Here are our methods equals()for hashCode()the LuxuryAuto class. The method hashCode()remained unchanged, and equals()we removed the field from the method model. Now the model is not a characteristic for comparing two objects by equals(). But it is still taken into account when calculating the hash code. What will we get as a result?

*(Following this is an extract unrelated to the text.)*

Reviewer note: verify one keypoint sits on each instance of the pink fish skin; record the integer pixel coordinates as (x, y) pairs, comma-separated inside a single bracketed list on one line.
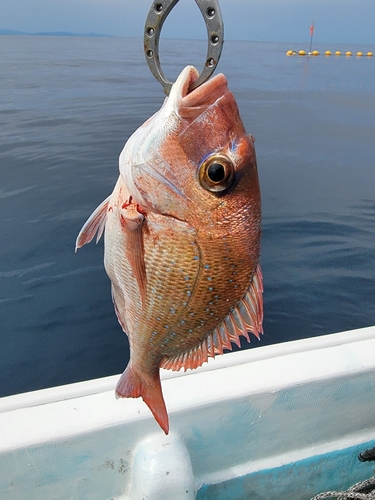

Let's create two cars and check it out!

public class Main {

   public static void main(String[] args) {

       LuxuryAuto ferrariGTO = new LuxuryAuto("Ferrari 250 GTO", 1963, 70000000);
       LuxuryAuto ferrariSpider = new LuxuryAuto("Ferrari 335 S Spider Scaglietti", 1963, 70000000);

       System.out.println("Are these two objects equal to each other?");
       System.out.println(ferrariGTO.equals(ferrariSpider));

       System.out.println("What are their hash codes?");
       System.out.println(ferrariGTO.hashCode());
       System.out.println(ferrariSpider.hashCode());
   }
}

Эти два an object равны друг другу?
true
Какие у них хэш-codeы?
-1372326051
1668702472

Error! By using different fields for equals()and hashCode()we violated the contract established for them! Two equal equals()objects must have the same hash code. We got different meanings for them. Such errors can lead to the most incredible consequences, especially when working with collections that use hashes. Therefore, when redefining equals()and hashCode()it will be correct to use the same fields. The lecture turned out to be quite long, but today you learned a lot of new things! :) It's time to get back to solving problems!